(fil-fax 01/11/12)
François Fillon a fait salle comble mardi soir à Bois-Guillaume pour une étape haut-normande de sa campagne pour l’élection à la présidence de l’UMP. Devant quatre à cinq cents personnes, l’ancien Premier ministre de Nicolas Sarkozy, a délivré le « message de vérité » dont il cultive les formules, insistant sur le “deux“ des « deux défaites électorales », de mai et juin, décrivant les raisons du « déclin » qui menace la France et l’Europe. « Des amis me le reprochent. Dire la vérité, c’est trop dur. Ce n’est pas supportable de parler de déclin. Eh bien je vous assure que si on ne dit pas la vérité, on ne peut pas s’en sortir ».
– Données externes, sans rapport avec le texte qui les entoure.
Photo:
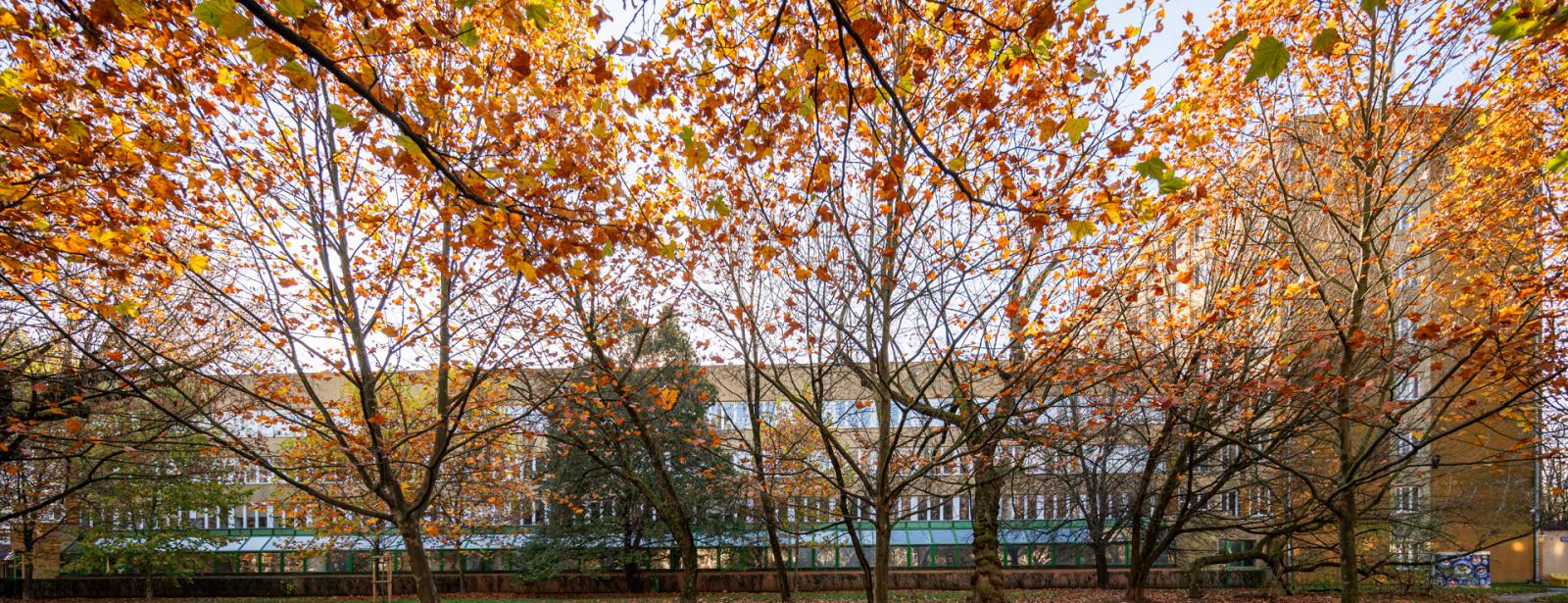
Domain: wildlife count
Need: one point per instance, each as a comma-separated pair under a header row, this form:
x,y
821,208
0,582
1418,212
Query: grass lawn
x,y
1053,595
Dans la bataille qui l’oppose à Jean-François Copé pour la direction de l’UMP, François Fillon se garde de bien de lancer des piques directes. L’auditoire normand était convié par la députée Françoise Guégot. A Bois-Guillaume – Bihorel sur les terres de sa circonscription qui lui sont le plus favorables, l’heure pas aux chicanes. « Rassembler notre famille politique est essentielle », a demandé Mme Guégot en expliquant son soutien à François Fillon notamment par ses liens avec Laurent Wauquiez et Valérie Pécresse, présente à Bois-Guillaume, mardi soir. « Ce message prend tout son sens ici, car nous avons tout à reconquérir », a lancé celle qui a perdu la mairie de Mont-Saint-Aignan en 2008 au socialiste Pierre Léautey en raison de la division de la droite. Une fois dressée la liste des plus grandes collectivités à majorité de gauche, il restait encore à remercier les battus des dernières législatives, présents à la tribune : Daniel Fidelin, Alfred Trassy-Paillogues, Michel Lejeune…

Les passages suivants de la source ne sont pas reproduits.